The dish that I'm referring to are the absolutely delicious crab cakes which have been Luma's staple since they first opened. You can get one in an appetizer or 2 in an entree. I just had one again on a recent dinner and it was just as good as I remembered. Big fat pieces of crab, lightly baked with a red onion caper sauce. Seems simple but they're just magical.
I still think it's somewhat of an aberrancy of nature that Luma serves the best crab cakes that I've ever had: better than anything that I've had in Baltimore or Boston. How is this possible in Pittsburgh you may ask? Don't know, but I am hardly alone in my assessment. Every person I know who's tried Luma's crab cakes has told me that they're the best they've ever had.
Unfortunately, pretty much everything else on the menu falls short in comparison. It's all OK, but everything fails to reach the heights of the crab cake. On a recent dinner, after devouring my crab cake app, my entree was duck with butterscotch gnocci. The duck was delicious, but the butterscotch was a fail. Duck naturally pairs with sweeter flavors, but this was entirely too sweet. I should have seen it coming, but I thought it sounded cool. The gnocci was so sweet it was inedible for an entree (but might have been an OK dessert).

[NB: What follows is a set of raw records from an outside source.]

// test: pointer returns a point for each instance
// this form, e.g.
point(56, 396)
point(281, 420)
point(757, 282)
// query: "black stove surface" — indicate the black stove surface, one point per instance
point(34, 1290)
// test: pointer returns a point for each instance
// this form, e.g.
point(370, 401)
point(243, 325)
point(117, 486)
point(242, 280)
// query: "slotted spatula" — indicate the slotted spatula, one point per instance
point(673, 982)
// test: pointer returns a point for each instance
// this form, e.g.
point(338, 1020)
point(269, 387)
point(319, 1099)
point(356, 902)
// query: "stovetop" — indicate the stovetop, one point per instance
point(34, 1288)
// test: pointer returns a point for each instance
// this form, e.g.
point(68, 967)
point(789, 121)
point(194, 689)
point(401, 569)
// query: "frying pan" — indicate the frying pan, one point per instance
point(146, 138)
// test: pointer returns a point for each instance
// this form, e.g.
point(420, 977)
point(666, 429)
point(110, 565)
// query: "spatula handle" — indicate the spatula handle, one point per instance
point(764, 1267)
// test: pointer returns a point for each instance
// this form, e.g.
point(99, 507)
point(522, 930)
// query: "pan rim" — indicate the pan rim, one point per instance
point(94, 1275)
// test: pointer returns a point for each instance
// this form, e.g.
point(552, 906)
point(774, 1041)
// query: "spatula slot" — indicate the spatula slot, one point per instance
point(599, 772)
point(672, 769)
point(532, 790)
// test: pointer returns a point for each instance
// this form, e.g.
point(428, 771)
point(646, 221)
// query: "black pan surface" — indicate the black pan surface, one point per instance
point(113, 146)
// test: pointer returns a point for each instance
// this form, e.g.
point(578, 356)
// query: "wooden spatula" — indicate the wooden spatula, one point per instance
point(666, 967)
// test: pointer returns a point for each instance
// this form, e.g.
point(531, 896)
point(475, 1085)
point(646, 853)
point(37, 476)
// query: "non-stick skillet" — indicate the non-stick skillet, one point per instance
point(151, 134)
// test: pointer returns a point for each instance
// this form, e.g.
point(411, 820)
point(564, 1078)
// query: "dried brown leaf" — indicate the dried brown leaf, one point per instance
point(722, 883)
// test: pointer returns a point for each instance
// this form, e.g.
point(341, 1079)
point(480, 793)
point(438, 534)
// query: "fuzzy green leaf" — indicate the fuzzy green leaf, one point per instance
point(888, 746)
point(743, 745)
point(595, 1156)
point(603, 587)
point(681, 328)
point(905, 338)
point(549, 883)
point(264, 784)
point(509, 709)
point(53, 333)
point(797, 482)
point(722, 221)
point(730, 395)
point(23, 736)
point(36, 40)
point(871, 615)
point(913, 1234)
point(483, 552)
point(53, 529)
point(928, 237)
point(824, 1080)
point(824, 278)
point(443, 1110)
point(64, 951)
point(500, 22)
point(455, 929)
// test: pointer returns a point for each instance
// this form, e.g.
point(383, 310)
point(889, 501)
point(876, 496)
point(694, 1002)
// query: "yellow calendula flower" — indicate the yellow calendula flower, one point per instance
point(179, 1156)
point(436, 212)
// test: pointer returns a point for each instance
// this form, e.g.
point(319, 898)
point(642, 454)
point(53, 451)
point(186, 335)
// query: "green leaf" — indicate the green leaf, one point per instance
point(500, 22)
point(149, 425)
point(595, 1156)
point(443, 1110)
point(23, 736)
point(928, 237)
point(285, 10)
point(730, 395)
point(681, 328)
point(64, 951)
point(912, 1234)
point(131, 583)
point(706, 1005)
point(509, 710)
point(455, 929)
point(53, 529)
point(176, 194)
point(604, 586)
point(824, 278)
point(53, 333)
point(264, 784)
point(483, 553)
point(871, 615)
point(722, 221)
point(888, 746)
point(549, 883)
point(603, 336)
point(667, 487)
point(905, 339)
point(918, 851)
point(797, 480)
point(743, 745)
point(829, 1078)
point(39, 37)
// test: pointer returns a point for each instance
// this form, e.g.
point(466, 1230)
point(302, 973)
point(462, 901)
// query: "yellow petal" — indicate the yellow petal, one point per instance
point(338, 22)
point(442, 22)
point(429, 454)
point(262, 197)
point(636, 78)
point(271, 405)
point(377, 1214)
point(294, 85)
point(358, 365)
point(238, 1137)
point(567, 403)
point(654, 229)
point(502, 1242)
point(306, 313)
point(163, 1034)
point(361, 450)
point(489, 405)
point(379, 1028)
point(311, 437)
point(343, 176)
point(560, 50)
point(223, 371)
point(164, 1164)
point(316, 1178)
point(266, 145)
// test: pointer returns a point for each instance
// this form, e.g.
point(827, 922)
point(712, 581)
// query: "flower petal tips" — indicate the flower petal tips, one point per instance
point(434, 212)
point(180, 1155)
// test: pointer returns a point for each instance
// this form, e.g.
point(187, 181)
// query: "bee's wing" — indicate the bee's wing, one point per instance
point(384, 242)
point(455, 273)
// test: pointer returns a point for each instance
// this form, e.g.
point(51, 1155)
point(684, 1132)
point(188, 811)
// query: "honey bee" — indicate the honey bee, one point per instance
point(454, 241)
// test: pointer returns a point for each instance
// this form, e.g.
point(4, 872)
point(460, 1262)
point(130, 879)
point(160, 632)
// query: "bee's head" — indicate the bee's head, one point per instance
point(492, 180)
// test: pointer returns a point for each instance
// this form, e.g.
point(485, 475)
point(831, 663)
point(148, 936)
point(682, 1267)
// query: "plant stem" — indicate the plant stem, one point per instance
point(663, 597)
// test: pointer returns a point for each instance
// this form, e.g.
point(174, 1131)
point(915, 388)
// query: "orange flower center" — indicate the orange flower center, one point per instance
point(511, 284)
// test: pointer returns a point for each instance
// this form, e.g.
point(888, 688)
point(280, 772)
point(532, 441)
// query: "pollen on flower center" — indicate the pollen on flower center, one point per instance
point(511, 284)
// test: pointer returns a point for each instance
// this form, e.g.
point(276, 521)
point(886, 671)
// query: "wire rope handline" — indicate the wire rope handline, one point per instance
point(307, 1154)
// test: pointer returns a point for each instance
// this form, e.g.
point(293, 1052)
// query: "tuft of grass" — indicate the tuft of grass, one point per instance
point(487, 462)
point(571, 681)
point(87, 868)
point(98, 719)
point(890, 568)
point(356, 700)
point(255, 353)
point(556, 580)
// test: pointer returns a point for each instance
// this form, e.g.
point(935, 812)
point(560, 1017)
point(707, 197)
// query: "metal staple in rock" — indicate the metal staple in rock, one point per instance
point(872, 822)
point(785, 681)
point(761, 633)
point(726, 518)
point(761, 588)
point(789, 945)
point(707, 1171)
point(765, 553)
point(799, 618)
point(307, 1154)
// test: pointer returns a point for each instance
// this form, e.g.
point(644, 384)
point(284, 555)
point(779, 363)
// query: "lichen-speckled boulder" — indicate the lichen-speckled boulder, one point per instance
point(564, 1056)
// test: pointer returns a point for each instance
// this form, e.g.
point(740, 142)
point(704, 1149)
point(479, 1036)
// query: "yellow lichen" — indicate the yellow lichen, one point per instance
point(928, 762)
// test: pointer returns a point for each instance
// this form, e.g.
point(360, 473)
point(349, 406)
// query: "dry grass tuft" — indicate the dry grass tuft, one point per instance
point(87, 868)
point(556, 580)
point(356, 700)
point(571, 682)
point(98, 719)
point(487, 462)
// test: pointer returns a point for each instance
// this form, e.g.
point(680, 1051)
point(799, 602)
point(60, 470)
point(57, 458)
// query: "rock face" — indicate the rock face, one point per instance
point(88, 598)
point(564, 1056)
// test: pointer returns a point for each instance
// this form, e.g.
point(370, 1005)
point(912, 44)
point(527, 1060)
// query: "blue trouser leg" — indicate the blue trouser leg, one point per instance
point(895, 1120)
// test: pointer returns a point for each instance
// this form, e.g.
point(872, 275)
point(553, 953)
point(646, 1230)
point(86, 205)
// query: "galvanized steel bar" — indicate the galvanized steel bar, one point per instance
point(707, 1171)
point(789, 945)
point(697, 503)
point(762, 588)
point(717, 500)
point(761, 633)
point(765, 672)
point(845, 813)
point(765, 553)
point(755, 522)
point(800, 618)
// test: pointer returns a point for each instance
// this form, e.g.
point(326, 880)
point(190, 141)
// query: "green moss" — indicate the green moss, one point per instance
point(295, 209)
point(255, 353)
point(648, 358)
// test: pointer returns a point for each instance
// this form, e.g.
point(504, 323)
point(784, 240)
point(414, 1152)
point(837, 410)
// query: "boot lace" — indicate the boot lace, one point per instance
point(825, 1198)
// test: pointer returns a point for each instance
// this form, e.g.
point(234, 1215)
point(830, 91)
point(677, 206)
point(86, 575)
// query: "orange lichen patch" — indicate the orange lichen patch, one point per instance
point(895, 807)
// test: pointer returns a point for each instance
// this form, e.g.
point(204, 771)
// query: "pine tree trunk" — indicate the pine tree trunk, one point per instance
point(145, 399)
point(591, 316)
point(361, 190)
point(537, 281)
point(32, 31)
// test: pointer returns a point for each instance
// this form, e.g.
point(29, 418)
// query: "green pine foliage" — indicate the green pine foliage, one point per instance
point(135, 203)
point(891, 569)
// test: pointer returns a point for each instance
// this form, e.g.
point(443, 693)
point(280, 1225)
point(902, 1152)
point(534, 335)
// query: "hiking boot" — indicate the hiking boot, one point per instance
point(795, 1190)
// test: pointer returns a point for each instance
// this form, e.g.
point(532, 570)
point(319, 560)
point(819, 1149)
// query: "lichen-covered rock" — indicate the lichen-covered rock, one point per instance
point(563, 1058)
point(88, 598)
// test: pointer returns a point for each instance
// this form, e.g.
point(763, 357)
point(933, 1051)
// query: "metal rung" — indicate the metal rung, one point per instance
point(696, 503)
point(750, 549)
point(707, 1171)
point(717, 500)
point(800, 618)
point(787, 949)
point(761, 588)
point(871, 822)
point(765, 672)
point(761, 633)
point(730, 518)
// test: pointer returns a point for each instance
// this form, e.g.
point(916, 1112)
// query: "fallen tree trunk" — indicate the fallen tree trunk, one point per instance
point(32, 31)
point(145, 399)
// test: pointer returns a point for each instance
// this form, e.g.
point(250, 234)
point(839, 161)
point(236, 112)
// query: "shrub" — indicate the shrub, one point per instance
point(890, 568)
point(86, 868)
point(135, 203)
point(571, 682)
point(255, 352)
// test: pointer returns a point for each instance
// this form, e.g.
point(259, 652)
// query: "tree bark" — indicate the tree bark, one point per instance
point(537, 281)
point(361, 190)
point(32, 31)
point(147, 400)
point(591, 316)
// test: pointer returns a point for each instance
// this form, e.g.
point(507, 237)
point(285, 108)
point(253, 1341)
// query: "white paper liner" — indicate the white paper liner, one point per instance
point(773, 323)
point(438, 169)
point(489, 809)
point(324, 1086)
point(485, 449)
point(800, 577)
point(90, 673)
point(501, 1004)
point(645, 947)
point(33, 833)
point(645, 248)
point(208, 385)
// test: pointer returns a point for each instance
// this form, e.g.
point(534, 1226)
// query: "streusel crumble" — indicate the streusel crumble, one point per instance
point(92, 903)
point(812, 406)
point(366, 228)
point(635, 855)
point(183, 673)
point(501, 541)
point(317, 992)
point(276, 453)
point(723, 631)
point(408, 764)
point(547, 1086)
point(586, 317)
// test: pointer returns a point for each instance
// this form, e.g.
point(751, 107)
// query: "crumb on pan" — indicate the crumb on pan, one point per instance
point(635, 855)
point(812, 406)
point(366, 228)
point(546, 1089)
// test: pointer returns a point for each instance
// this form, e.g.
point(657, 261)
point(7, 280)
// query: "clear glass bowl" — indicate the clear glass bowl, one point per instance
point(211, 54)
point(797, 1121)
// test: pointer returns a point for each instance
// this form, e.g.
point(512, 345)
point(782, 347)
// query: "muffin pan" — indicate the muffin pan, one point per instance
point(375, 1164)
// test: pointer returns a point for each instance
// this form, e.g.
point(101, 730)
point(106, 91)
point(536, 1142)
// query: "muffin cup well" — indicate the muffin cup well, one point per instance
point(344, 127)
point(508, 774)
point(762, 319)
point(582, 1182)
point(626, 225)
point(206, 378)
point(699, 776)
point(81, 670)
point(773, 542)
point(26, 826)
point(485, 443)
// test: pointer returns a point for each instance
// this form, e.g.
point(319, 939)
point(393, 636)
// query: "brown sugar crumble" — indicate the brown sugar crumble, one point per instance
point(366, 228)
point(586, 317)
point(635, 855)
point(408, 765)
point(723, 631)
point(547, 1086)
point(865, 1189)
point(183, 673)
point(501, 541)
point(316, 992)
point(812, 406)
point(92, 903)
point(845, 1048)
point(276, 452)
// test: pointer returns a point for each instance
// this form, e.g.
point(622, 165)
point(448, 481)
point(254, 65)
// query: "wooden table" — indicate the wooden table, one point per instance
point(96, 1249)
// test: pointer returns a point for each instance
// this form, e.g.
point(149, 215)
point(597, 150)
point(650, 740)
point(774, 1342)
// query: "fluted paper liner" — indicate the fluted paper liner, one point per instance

Luma still has a "twenty wines for twenty bucks" list. Actually, I think it's now 22 wines for 22 bucks. Sounds like a deal, but each wine tastes like a 6 or 7 dollar bottle of wine so it's really not worth it. They do have nicer wines which are marked up 3-4 times.
If you've been around as long as Luma has, clearly you're doing something right. The place was packed when we dined recently on a Saturday night. As long as they keep serving those amazing crab cakes, Luma will easily be around another 10 years.